Ich finde auch, dass Ihr Antrag durchaus einige wertvolle Elemente enthält.
(Brigitte Pothmer [BÜNDNIS 90/DIE GRÜNEN]: Wow!)
Beispielsweise wollen Sie – das will ich ausdrücklich unterstützen – keine neue Trennlinie zwischen Solo-Selbstständigen und anderen Selbstständigen einziehen; denn das wäre praktisch nicht umsetzbar und würde zu neuen Wettbewerbsverzerrungen zwischen unterschiedlichen Formen der Selbstständigkeit führen.
Positiv finde ich auch die vorgeschlagenen Entlastungen, insbesondere im Bereich der Krankenversicherungsbeiträge.
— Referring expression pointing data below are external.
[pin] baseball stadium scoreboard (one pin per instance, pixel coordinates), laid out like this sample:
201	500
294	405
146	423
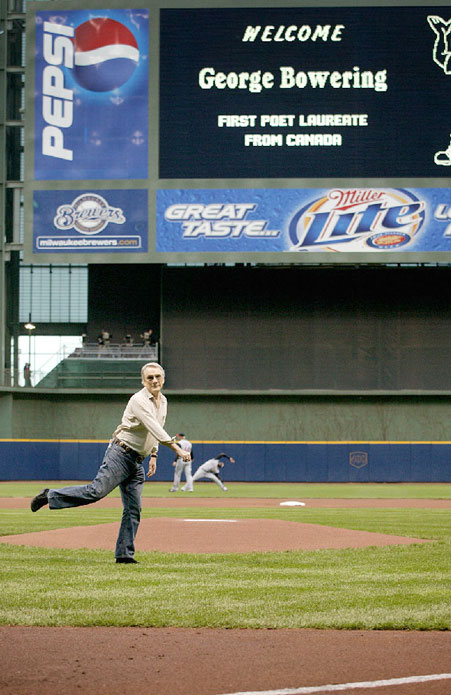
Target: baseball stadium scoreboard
217	131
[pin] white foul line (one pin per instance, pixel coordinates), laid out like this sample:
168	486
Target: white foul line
346	686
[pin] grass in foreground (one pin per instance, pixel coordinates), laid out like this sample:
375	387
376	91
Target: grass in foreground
397	587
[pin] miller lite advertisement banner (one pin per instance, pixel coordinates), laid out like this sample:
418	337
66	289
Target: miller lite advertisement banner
160	132
91	86
90	222
319	220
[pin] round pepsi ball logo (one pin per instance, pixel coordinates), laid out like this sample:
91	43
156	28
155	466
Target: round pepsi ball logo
106	54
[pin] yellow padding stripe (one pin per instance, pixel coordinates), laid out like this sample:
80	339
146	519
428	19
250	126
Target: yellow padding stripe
222	442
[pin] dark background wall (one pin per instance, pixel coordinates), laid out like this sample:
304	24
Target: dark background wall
123	299
307	328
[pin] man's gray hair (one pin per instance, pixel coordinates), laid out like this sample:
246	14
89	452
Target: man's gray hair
152	364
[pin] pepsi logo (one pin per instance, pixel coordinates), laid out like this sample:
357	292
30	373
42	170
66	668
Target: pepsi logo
106	54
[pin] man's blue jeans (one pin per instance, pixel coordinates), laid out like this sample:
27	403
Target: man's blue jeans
119	467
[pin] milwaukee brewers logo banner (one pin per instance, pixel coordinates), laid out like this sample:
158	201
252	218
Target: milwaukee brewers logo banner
189	132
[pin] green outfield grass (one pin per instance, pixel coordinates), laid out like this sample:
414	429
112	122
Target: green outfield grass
263	490
395	587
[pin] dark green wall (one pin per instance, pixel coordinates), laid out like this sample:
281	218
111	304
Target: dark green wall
247	417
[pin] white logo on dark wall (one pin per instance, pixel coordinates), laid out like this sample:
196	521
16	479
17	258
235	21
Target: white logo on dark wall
441	55
89	214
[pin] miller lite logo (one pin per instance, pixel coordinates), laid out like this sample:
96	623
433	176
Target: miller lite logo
363	219
89	214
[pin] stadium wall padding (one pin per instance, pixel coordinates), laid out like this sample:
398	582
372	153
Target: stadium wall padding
274	437
310	462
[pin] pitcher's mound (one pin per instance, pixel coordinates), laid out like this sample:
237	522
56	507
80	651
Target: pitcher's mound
212	536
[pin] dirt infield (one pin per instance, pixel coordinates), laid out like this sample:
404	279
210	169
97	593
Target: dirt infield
191	661
238	502
212	536
185	661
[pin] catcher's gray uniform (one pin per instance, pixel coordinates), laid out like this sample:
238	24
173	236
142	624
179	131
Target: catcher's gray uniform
182	466
210	469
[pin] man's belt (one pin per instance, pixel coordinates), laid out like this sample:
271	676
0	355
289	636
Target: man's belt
129	450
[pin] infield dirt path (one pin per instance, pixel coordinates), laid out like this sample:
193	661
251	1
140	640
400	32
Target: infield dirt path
190	661
170	661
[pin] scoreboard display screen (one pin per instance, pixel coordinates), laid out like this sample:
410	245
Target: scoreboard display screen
200	132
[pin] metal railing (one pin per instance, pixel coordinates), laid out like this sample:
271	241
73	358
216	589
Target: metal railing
92	351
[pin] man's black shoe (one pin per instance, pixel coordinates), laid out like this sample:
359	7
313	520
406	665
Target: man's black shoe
40	500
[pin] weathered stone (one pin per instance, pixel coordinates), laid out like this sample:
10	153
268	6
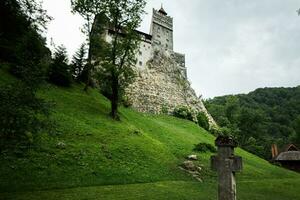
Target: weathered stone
189	165
161	85
61	145
226	164
192	157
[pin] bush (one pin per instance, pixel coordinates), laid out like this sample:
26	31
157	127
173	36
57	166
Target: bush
203	121
183	112
205	147
22	113
60	72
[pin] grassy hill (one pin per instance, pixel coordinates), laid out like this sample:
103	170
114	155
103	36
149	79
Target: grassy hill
86	155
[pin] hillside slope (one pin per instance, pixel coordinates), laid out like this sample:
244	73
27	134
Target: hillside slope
260	118
86	155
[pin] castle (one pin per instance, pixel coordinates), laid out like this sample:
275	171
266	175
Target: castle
161	84
160	38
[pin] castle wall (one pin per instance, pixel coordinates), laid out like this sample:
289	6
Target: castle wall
162	30
161	86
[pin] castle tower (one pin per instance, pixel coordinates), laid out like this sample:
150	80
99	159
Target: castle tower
162	29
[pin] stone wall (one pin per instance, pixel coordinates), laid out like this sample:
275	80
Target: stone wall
161	85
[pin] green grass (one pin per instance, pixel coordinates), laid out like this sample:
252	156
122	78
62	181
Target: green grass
136	158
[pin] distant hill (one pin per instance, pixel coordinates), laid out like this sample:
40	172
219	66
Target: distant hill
260	118
87	155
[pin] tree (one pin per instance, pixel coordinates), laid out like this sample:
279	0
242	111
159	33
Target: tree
79	64
123	18
88	9
60	72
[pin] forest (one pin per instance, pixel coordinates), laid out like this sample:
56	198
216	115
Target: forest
260	118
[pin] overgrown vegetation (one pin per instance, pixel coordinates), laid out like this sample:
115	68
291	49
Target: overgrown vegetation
186	112
205	147
88	155
60	72
260	118
24	53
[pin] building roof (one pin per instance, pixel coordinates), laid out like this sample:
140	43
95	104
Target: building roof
289	156
291	147
162	11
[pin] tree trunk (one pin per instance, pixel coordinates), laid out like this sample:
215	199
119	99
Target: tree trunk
115	98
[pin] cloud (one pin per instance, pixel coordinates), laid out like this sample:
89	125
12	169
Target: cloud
231	46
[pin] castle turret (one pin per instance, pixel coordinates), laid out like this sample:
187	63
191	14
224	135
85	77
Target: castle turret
162	29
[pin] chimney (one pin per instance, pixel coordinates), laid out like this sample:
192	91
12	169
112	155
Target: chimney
274	151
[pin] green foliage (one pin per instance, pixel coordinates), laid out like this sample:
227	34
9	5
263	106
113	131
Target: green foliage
259	118
20	43
203	121
165	109
22	113
60	72
205	147
138	157
183	112
79	64
118	57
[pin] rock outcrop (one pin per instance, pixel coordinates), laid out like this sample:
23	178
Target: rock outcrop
161	86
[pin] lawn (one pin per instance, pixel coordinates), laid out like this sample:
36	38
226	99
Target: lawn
87	155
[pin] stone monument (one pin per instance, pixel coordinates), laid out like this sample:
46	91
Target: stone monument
226	164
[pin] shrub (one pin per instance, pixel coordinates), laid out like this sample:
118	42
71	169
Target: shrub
60	71
203	121
183	112
22	113
205	147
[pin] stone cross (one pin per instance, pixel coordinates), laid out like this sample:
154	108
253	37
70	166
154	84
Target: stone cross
226	164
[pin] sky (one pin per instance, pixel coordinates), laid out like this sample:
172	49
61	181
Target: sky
230	47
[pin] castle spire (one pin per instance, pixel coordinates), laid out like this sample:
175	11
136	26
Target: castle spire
162	11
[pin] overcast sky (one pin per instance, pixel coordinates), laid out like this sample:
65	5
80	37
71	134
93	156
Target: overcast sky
231	46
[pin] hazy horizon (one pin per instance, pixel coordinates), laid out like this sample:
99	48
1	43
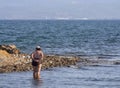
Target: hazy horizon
60	9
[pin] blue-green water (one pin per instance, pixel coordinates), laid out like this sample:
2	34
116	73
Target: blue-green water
101	38
91	39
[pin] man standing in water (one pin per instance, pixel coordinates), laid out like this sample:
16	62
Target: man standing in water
37	57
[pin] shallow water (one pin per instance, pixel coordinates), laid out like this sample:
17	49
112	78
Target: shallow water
105	76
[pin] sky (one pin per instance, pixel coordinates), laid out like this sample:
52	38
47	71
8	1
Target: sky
60	9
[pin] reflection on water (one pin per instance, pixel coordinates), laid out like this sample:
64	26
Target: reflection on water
67	77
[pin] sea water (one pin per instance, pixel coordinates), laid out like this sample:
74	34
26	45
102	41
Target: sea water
92	39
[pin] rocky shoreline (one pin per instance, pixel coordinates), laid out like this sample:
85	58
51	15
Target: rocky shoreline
12	60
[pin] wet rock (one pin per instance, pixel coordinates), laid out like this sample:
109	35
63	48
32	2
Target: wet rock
12	49
12	60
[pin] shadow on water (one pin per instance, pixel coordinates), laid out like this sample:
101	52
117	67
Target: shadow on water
36	83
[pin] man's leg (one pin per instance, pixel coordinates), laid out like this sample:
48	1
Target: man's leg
38	72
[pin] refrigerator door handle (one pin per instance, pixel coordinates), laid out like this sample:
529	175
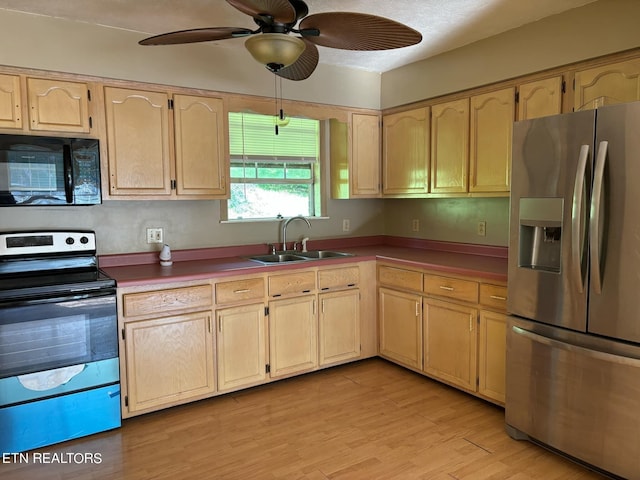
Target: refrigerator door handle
570	347
594	221
577	239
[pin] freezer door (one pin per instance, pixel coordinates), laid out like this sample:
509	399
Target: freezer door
550	191
614	302
576	393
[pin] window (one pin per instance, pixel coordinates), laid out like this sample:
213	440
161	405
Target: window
273	175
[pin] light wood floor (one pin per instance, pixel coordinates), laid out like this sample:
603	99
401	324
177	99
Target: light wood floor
369	420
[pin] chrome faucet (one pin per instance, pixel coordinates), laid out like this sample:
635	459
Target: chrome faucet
284	228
Insoweit entspricht Ihr Antrag auch dem Konzeptpapier „Neue Zeiten in der Arbeitswelt – soziale Absicherung für (Solo-)Selbstständige verbessern“, das die SPD-Bundestagsfraktion vor zwei Wochen beschlossen hat. Michael Gerdes hat darauf hingewiesen.
(Beifall bei der SPD)
Aber ich will Ihnen auch sagen: Ihr Antrag bleibt hinsichtlich der konkreten Ausgestaltung weit hinter dem Konzeptpapier zurück;
(Maria Klein-Schmeink [BÜNDNIS 90/DIE GRÜNEN]: Wo?)
denn die Beschreibung von Handlungsnotwendigkeiten löst noch keine Probleme. Die spannende Frage ist doch: Mit welchen praktischen Schritten
(Maria Klein-Schmeink [BÜNDNIS 90/DIE GRÜNEN]: Haben wir doch vorgeschlagen!)
kommen wir denn von der heutigen Situation zu den beschriebenen Zielen? Da, muss ich sagen, ist Ihr Antrag doch ein bisschen schwach.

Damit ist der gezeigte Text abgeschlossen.